I am training models on large volumetric images with a batch size of 1, where a single example is 402 x 420 x 420 pixels (so I cannot make the batch size any smaller as I am already at a batch size of 1. I also cannot make the training examples any smaller.) I am using two NVIDIA Titan Xp GPUs. I have trained many models on this data set successfully.

However, over the past week I have gotten weird out of memory errors at loss.backward() for some models which are almost identical to other models I’ve run, except for a couple extra layers which add a tiny number of additional parameters relative to the overall model size.

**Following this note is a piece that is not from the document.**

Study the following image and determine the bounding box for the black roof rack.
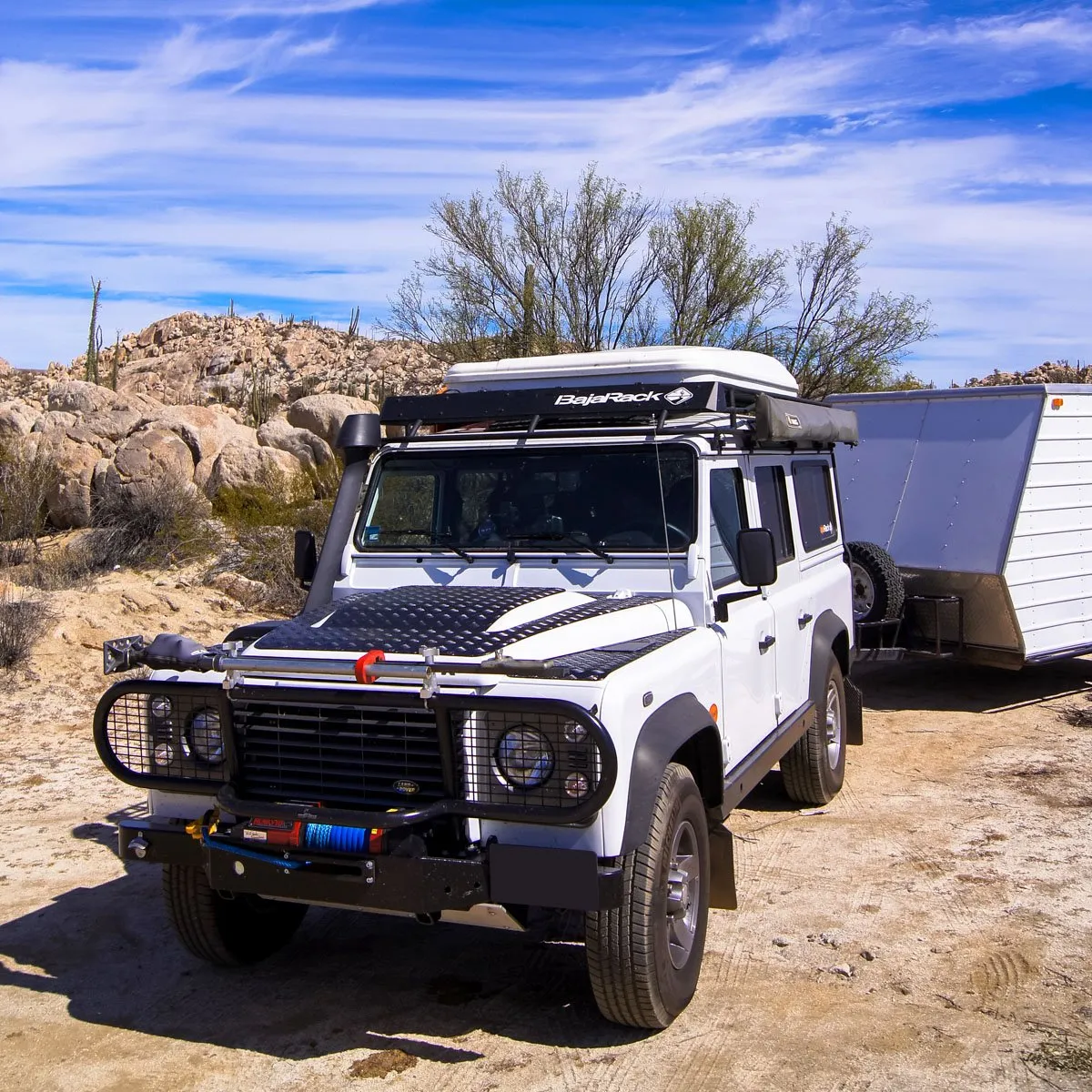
[381,382,857,444]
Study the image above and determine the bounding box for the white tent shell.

Here is the error - Pytorch claims that it can’t allocate 1.41 GiB even though it also says there is plenty of free memory available:

When I put everything on GPU 0 and leave GPU 1 empty:
RuntimeError: CUDA out of memory. Tried to allocate 1.41 GiB (GPU 0; 11.91 GiB total capacity; 4.28 GiB already allocated; 6.42 GiB free; 675.20 MiB cached)

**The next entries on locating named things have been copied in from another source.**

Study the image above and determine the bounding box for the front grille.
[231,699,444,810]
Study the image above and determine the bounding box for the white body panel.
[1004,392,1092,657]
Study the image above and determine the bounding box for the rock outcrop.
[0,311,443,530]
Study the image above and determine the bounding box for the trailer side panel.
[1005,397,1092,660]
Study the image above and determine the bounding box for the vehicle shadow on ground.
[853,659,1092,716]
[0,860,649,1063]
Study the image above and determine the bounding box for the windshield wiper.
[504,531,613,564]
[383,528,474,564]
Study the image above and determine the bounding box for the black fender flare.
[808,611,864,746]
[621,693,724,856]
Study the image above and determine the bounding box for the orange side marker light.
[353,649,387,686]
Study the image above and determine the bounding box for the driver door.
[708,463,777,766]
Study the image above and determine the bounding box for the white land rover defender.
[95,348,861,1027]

When I use ModelParallel and put part of the model on GPU 0 and the other part on GPU 1 (in different ways):
RuntimeError: CUDA out of memory. Tried to allocate 1.41 GiB (GPU 1; 11.91 GiB total capacity; 4.27 GiB already allocated; 6.09 GiB free; 1016.44 MiB cached)
RuntimeError: CUDA out of memory. Tried to allocate 1.41 GiB (GPU 1; 11.91 GiB total capacity; 270.62 MiB already allocated; 11.09 GiB free; 3.38 MiB cached)

I am using torch.cuda.empty_cache(), and I have a fixed size input and I am using torch.backends.cudnn.benchmark = True
torch.backends.cudnn.enabled = True
(although the error occurs regardless of how I set these flags).

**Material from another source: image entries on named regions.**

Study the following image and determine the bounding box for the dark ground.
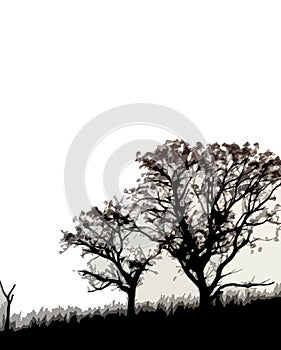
[0,297,281,350]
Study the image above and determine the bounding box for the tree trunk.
[4,302,11,331]
[199,286,212,311]
[127,287,136,317]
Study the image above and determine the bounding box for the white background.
[0,0,281,312]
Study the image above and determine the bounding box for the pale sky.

I read that perhaps this error can happen from memory fragmentation but I don’t know what I can do to resolve the problem and I also don’t know why the memory fragmentation would be so bad because the models where this error occurs are extremely similar to other models that don’t cause the error.

I’ve been trying everything I can to solve this problem. If anyone has suggestions about how to troubleshoot it, I would be very grateful.